"The character of a nation as a people of great deeds is one, it appears to me, that should not be lost sight of. It must surely be a matter of regret when names worthy to be remembered and stories stimulating and instructive are allowed to be forgotten.
It is not too much to say that the history of Her Majesty's reign would gain a lustre were the nation to erect a monument, say, here in London, to record the names of these likely to be forgotten heroes. I cannot but believe a general response would be made to such a suggestion, and intelligent consideration and artistic power might combine to make London richer by a work that is beautiful, and our nation richer by a record that is infinitely honourable.
The material prosperity of a nation is not an abiding possession; the deeds of its people are."
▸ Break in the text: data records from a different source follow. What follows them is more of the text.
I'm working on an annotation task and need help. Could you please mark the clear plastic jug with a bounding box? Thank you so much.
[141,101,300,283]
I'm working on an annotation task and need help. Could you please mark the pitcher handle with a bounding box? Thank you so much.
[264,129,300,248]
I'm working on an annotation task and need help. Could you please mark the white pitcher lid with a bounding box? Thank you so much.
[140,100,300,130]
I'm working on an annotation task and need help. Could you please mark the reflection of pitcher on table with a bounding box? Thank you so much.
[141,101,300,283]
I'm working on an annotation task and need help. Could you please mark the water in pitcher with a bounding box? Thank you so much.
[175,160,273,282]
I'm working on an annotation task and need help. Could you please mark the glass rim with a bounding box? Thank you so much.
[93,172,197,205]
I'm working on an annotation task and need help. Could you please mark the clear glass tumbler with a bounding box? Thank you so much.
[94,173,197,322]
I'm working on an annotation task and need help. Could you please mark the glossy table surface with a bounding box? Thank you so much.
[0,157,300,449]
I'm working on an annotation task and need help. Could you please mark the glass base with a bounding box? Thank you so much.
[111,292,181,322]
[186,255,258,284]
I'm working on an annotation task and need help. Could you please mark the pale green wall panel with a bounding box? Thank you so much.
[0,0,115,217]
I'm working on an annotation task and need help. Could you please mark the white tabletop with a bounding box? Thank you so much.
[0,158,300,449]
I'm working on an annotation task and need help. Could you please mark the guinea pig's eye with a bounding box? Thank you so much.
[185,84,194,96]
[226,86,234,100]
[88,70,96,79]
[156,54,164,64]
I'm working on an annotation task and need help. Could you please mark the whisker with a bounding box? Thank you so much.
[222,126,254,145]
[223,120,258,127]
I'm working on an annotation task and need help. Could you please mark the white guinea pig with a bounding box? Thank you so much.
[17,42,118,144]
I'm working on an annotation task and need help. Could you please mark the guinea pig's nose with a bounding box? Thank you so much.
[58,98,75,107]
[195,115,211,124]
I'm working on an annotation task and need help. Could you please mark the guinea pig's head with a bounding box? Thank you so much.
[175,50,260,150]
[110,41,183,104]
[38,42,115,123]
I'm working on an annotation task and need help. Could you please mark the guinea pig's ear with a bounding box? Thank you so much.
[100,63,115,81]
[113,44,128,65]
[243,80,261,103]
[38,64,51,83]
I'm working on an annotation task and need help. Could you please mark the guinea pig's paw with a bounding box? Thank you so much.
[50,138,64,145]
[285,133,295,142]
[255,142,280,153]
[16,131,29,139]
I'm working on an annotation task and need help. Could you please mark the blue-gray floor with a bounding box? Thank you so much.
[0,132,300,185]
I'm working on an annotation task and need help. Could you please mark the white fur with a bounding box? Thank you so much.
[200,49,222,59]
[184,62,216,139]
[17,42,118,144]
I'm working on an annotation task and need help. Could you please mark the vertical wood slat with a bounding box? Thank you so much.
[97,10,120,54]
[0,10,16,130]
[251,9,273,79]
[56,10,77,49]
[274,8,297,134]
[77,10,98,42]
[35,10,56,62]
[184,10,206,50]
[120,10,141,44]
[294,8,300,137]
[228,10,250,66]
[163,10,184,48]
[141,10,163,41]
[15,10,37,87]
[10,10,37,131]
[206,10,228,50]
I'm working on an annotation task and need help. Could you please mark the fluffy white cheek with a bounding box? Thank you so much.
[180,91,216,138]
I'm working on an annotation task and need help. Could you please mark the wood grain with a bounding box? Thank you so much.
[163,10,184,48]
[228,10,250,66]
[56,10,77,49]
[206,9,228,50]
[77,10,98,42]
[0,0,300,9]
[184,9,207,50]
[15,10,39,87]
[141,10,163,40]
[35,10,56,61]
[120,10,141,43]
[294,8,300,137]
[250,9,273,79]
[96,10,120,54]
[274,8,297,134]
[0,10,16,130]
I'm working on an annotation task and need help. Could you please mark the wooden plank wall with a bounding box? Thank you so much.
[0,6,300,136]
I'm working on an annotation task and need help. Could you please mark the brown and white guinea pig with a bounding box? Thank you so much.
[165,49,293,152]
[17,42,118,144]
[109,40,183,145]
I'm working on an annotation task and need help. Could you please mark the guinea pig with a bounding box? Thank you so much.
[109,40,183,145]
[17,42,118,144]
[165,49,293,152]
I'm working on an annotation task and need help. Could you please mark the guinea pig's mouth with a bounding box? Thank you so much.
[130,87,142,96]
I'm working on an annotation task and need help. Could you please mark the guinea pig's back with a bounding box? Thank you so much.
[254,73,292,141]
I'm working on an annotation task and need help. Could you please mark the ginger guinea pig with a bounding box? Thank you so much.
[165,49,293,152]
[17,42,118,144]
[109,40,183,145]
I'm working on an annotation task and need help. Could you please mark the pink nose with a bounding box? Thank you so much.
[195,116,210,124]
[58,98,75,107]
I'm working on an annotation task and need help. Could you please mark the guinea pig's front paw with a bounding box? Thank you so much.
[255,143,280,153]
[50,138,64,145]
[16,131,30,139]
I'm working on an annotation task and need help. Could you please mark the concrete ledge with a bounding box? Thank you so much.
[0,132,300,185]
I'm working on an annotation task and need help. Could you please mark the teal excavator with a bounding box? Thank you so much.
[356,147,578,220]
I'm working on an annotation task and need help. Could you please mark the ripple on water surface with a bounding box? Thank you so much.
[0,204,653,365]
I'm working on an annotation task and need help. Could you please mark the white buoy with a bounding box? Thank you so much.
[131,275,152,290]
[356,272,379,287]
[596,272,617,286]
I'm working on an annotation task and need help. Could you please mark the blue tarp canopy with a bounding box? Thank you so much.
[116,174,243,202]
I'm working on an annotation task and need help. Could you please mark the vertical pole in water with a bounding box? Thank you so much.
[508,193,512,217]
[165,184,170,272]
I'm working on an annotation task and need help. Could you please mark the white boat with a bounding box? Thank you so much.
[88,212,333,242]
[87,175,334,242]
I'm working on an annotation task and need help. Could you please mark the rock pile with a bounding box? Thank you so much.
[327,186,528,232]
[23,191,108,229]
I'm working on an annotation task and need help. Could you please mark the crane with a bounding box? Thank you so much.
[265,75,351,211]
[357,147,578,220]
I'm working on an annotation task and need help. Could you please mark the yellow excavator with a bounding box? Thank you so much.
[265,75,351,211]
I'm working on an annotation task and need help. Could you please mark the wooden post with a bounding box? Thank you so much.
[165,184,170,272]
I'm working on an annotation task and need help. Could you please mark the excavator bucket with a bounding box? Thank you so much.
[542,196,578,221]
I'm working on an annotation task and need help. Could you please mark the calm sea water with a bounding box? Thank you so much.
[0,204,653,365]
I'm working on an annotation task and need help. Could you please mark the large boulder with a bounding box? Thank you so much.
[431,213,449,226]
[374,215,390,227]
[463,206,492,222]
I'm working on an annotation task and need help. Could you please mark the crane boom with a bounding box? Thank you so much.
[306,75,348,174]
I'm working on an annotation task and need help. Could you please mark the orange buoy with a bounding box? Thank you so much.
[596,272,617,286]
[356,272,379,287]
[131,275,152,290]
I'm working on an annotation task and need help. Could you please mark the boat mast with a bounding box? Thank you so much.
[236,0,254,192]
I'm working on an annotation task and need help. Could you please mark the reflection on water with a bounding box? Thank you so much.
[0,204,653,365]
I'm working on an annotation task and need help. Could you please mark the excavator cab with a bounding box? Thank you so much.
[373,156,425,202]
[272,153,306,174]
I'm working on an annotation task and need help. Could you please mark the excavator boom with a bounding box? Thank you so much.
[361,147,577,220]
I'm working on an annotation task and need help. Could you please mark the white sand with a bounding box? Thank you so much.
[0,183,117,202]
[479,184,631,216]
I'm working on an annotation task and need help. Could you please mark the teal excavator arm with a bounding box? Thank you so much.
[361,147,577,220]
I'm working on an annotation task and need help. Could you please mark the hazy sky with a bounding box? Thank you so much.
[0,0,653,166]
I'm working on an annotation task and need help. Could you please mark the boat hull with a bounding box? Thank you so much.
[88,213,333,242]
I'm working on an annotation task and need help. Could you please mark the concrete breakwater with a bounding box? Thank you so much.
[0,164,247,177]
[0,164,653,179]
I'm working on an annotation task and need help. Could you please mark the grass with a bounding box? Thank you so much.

The 19th century artist G.F. Watts believed that the nation needed monuments not only for the famous, but also for those ordinary citizens whose acts of selfless bravery went unrecognized. As no authorities supported his ideas, he undertook the creation of his own memorial. The Watts's Memorial to Heroic Self-Sacrifice, consisting of a long loggia, and four hand-painted, inscribed tiles, was unveiled in 1900. Watts died in 1904, but his wife Mary continued the project. By the late 1930s, when Mary died, 52 of a projected 120 tiles had been completed. In 2007, the name of Leigh Pitt, who died saving a drowning child, was added to the memorial. This was the first new tile added in 78 years.
Postman Park, is a quiet, tucked away sort of place. It's on King Edward St., not far from St. Paul's Cathedral. In earlier years the park was close to the head offices of the General Post Office. Hence the name. The memorial itself is now adjacent to a modern housing block. You will find the park almost deserted, & be free to luxuriate alone in its grand, democratic melancholy.